## Taxi Fare Prediction using BigQuery and ML

### Overview

- BigQuery is Google's fully managed, NoOps, low cost analytics database. With BigQuery you can query terabytes and terabytes of data without having any infrastructure to manage, or needing a database administrator. BigQuery uses SQL and can take advantage of the pay-as-you-go model. BigQuery allows you to focus on analyzing data to find meaningful insights.

- BigQuery Machine Learning (BQML, product in beta) is a new feature in BigQuery where data analysts can create, train, evaluate, and predict with machine learning models with minimal coding.

- This notebook will explore millions of New York City yellow taxi cab trips available in a BigQuery Public Dataset. It will demonstrate how to create a machine learning model inside of BigQuery to predict the fare of the cab ride given model inputs.

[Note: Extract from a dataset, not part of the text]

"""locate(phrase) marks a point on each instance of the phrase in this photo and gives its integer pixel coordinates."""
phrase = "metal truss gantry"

Lastly, it will evaluate the performance of the model and make predictions.

#### Objectives:
- Use BigQuery to find public datasets
- Query and explore the public taxi cab dataset
- Create a training and evaluation dataset to be used for batch prediction
- Create a forecasting (linear regression) model in BQML
- Evaluate the performance of your machine learning model

1.) Explore NYC taxi cab data

- Question: How many trips did Yellow taxis take each month in 2015?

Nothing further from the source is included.